Leggi e Decreti

Si può impugnare il provvedimento del curatore? Ecco cosa prevede l’art. 36 della legge fallimentare

Si può impugnare il provvedimento del curatore? Ecco cosa prevede l’art. 36 della legge fallimentare

La legge fallimentare risale al lontano 1942 e proprio per questo motivo nel 2016 è stata aggiornata. Prima di approfondire nel dettaglio il famoso articolo 36, che riguarda in particolare la possibilità di contrastare i provvedimenti del curatore fallimentare o di andare contro le autorizzazioni o i dinieghi del comitato dei creditori, è bene sapere che in linea generale la legge riguarda solo una determinata categoria che esercita l’attività commerciale, naturalmente esclusi gli enti pubblici.

Come recita l’articolo di apertura della legge, non sono infatti soggetti alle disposizioni sul fallimento e sul concordato preventivo gli imprenditori i quali dimostrino il possesso congiunto di uno dei seguenti tre requisiti:

  1. aver avuto, nei tre esercizi antecedenti la data di deposito della istanza di fallimento o dall’inizio dell’attività se di durata inferiore, un attivo patrimoniale di ammontare complessivo annuo non superiore ad euro trecentomila;
  2. aver realizzato, in qualunque modo risulti, nei tre esercizi antecedenti la data di deposito dell’istanza di fallimento o dall’inizio dell’attività se di durata inferiore, ricavi lordi per un ammontare complessivo annuo non superiore ad euro duecentomila;
  3. avere un ammontare di debiti anche non scaduti non superiore ad euro cinquecentomila.

Appurati questi aspetti possiamo procedere nel dettaglio con l’analisi dell’articolo 36. La legge prevede che si possa proporre ricorso contro le decisioni del curatore fallimentare o, come detto, del comitato, entro otto giorni dalla conoscenza dell’atto o, in caso di omissione, dalla scadenza del termine indicato nella diffida a provvedere. Il giudice delegato, sentite le parti, decide quindi con decreto motivato, omessa ogni formalità non indispensabile al contraddittorio.

Contro il decreto del giudice delegato è ammesso ricorso al tribunale entro otto giorni dalla data della comunicazione del decreto medesimo. Il tribunale decide entro trenta giorni, sentito il curatore e il reclamante, omessa ogni formalità non essenziale al contraddittorio, con decreto motivato non soggetto a gravame.

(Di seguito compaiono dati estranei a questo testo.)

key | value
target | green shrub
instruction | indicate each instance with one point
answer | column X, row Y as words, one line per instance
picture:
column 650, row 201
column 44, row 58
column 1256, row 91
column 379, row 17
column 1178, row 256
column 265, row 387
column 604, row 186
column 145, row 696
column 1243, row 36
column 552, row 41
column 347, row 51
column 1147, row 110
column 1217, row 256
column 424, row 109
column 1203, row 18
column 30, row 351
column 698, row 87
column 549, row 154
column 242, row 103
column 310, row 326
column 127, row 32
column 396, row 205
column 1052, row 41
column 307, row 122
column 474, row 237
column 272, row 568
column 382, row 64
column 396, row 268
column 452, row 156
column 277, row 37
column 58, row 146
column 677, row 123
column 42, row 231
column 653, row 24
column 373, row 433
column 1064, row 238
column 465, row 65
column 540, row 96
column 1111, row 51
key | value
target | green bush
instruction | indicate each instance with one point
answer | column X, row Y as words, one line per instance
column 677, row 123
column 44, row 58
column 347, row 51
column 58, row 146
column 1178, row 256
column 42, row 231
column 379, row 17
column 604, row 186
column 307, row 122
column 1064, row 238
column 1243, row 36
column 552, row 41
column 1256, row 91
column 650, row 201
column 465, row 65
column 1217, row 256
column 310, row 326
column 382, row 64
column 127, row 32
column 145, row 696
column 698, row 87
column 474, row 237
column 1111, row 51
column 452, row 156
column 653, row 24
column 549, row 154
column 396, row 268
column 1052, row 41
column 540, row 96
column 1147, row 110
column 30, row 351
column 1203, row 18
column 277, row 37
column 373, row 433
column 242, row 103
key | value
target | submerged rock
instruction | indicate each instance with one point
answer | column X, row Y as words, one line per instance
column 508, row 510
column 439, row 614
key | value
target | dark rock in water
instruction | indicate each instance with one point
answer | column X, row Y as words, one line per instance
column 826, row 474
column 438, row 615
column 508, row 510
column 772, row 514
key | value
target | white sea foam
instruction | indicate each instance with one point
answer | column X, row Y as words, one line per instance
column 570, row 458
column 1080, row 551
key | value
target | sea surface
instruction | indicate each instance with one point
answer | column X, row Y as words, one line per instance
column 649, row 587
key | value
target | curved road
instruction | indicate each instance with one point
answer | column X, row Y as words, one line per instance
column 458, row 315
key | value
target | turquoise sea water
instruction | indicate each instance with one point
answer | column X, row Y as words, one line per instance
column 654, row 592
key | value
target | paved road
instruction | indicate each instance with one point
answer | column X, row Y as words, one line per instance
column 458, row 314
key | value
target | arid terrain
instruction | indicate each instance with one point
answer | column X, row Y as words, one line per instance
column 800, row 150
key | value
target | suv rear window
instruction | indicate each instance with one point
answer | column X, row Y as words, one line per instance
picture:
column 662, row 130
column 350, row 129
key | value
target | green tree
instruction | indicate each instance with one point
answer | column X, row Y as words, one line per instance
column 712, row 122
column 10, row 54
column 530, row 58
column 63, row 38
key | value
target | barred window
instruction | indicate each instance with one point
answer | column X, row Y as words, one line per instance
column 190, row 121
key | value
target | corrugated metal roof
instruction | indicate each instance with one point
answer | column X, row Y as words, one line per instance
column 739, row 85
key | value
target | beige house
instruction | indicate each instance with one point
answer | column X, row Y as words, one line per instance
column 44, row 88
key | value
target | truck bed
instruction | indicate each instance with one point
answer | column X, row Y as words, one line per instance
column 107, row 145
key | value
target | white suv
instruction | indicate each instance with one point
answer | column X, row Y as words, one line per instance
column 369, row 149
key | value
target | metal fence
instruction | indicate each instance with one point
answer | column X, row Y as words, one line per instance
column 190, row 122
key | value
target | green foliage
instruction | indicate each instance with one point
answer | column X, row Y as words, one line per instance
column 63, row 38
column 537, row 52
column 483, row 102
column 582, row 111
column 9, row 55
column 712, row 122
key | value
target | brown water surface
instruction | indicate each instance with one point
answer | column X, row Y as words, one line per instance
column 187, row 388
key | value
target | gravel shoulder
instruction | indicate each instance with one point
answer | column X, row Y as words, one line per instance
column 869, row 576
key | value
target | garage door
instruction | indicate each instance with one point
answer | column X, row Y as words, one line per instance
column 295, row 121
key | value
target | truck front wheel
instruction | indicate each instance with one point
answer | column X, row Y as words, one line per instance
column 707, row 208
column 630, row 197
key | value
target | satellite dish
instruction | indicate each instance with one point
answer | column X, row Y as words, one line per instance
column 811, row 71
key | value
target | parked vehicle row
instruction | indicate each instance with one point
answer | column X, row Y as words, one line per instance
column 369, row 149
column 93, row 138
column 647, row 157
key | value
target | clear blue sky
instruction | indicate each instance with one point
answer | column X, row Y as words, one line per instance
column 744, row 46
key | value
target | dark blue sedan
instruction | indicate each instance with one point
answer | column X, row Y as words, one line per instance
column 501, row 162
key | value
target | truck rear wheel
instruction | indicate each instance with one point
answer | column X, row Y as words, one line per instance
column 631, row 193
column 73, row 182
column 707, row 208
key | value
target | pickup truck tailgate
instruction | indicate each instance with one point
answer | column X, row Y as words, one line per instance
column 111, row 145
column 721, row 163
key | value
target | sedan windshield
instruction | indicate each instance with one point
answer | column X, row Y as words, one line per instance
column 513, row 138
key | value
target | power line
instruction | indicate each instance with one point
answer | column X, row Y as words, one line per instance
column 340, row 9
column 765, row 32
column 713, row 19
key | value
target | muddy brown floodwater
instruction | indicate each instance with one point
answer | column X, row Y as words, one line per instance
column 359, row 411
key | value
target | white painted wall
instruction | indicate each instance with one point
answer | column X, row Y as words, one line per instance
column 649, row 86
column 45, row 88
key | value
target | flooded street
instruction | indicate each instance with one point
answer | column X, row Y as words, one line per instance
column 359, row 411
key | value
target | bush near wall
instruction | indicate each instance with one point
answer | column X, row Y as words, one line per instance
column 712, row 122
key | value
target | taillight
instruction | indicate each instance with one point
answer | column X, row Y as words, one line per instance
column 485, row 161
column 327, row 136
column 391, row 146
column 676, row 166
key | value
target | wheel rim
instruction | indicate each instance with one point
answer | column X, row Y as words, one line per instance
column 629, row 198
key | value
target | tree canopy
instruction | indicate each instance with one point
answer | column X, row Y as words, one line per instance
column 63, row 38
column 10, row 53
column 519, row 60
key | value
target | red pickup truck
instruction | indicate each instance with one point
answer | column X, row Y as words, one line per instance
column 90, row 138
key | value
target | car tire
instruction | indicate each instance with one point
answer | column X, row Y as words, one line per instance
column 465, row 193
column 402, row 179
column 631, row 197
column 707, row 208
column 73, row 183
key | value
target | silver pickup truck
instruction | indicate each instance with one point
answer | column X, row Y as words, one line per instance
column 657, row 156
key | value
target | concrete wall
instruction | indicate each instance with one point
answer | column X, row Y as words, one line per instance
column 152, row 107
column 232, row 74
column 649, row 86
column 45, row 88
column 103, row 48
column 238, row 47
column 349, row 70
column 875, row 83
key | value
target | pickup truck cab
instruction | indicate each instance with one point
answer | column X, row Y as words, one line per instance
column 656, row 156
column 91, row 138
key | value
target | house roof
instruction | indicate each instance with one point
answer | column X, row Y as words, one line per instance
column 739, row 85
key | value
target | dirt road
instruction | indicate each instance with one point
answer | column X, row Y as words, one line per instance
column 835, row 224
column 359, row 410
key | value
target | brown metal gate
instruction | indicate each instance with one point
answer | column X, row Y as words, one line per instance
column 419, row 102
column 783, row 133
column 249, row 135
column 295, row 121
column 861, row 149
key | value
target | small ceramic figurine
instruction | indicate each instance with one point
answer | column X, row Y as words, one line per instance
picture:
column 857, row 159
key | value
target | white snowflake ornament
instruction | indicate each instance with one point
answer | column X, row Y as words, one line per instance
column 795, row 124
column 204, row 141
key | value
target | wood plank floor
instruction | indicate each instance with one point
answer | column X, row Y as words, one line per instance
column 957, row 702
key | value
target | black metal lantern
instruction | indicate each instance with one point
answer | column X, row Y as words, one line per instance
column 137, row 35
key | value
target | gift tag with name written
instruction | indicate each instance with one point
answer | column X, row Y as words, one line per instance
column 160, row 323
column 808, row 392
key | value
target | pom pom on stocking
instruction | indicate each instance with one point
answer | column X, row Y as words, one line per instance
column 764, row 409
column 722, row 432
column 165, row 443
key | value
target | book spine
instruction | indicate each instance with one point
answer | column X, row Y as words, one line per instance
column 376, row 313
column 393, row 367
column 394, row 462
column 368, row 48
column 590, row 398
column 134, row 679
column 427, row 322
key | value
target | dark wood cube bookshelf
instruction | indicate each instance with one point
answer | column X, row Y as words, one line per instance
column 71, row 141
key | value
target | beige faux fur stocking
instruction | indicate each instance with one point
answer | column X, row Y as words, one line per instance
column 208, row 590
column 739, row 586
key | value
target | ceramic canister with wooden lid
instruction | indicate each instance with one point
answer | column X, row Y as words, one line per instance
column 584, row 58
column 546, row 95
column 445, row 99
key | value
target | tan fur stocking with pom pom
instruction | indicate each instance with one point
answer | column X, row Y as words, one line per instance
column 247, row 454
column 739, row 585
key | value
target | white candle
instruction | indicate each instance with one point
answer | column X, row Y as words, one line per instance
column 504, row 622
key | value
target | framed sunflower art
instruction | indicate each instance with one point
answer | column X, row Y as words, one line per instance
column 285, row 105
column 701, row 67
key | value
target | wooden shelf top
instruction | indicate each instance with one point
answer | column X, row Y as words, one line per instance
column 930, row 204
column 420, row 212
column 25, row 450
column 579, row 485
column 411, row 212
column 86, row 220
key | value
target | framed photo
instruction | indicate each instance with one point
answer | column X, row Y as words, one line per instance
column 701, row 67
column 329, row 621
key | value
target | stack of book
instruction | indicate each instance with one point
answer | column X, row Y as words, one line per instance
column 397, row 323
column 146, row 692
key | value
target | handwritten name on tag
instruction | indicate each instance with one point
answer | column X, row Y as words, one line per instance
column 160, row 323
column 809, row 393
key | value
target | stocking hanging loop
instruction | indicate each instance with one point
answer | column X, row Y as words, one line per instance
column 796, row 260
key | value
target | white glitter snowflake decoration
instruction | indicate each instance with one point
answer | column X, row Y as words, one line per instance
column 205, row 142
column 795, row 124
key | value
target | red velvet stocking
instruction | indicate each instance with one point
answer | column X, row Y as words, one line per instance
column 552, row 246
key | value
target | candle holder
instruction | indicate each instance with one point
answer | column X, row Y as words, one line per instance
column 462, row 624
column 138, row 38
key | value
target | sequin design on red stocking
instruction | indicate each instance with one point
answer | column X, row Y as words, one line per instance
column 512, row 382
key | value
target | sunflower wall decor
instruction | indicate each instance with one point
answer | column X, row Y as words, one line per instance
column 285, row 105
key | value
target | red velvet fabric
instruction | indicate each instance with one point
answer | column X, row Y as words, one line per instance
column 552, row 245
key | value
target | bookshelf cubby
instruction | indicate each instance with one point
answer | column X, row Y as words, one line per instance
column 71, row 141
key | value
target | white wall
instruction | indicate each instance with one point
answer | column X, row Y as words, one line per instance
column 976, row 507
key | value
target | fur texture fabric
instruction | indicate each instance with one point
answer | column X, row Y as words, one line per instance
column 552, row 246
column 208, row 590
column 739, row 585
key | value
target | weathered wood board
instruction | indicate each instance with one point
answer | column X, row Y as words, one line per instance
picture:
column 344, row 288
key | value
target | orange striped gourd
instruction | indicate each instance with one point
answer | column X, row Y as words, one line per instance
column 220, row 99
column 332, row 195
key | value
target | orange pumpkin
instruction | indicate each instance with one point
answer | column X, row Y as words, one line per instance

Se è accolto il reclamo concernente un comportamento omissivo del curatore, questi è tenuto a dare esecuzione al provvedimento della autorità giudiziaria.

Se è accolto il reclamo concernente un comportamento omissivo del comitato dei creditori, il giudice delegato provvede in sostituzione di quest’ultimo con l’accoglimento del reclamo. È importante inoltre sapere che se il comportamento omissivo è del curatore, vi sarà una pronuncia che lo condanna ad eseguire il provvedimento; se la condotta è attribuibile invece al comitato dei creditori, si avrà una pronuncia di tipo costitutivo, che attribuisce a qualcuno l’incarico di darvi esecuzione.

Questi aspetti chiariscono, dunque, che il reclamo ex art. 36 (così chiamato dopo l’aggiornamento) può essere proposto “contro gli atti di amministrazione del curatore, contro le autorizzazioni o i dinieghi del comitato dei creditori e i relativi comportamenti omissivi”, per cui non può essere utilizzato per impugnare un provvedimento del giudice delegato.

Egualmente non possono essere impugnati gli atti dei difensori della curatela non essendo la loro attività soggetta al controllo di cui all’art. 36 ma alla valutazione interna del rapporto con il cliente; né possono essere impugnati gli atti gli atti interni del curatore tipo le sue proposte per la formazione dello stato passivo, e quelli comunque coperti da autorizzazioni del giudice o del comitato dei creditori.